Two advances in the application of stem cell technology lead to a future of new organs to transform the abilities of the body for various artforms. Their use to remodel the body presents sacrifices to our lifestyle and normal bodily function, to move the creative anatomy into extremes of unnaturalness.

The research of Dr Amer Rana at the University of Cambridge presents an insight into the use of stem cells in extending the possibilities of the body. His research into regenerative medicine leads the way in rebuilding damaged hearts using stem cells taken from a simple blood sample. It is the easiness with which he gains the stem cells from blood that moves the potential of harvesting stem cells from donors into the realm of ever cheaper technological systems.
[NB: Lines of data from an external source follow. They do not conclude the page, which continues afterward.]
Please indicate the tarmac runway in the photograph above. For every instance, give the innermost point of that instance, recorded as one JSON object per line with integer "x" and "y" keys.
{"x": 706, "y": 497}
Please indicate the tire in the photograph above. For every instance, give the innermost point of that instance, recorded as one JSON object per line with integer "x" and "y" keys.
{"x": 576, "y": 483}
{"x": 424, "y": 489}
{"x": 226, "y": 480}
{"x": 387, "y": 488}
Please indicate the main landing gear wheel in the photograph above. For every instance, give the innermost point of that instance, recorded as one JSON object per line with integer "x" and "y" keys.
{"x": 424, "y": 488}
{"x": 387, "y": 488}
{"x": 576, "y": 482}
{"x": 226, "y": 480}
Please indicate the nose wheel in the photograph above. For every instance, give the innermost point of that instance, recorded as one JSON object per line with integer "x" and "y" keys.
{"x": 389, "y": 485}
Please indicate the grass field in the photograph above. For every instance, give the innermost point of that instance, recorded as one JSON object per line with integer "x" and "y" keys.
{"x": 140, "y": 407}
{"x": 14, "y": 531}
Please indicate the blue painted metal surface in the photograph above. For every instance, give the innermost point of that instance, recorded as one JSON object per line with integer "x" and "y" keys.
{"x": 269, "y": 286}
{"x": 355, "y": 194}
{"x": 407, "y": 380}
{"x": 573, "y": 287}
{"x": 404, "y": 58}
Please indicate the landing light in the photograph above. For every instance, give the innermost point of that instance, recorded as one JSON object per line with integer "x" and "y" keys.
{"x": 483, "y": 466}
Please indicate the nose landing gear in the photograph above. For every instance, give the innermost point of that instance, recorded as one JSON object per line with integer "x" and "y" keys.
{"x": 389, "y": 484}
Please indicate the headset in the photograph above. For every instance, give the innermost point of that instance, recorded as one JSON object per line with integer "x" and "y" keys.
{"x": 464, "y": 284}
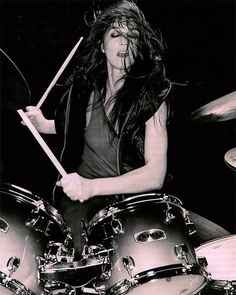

Other new advances in Stem Cell technology make the most of 3D printing and an unlikely material, sugar. The University of Pennsylvania, USA, prints blood vessel systems using sugar, which the stem cells attach themselves to and grow around the printed sugar. Once the stem cells have grown to make the vessel network, the sugar is dissolved to leave the blood transportation network. This process of printing and building vessel networks is crucial in the construction of complicated man-made organs to keep the multi-layers of tissue alive.

The new organs of creation shown at the V&A utilize this technique where sugar forms the scaffold structure, ready to support and grow the stem cells. After the forms are complete the new organ will be transplanted into the body.

 

 

Beyond enhancements

The future organs of creation reveal a dilemma for artists and artforms. When the body can be remodeled with extreme results, we are presented with the question:

what are the limits of how a body can be redesigned to keep-up with changing movements and fashions?

How extreme can the plasticity of the body be pushed?

How will new organs of creation redefine our notion of a bodily enhancement, especially when the desired outcome is not to be faster, stronger or smarter?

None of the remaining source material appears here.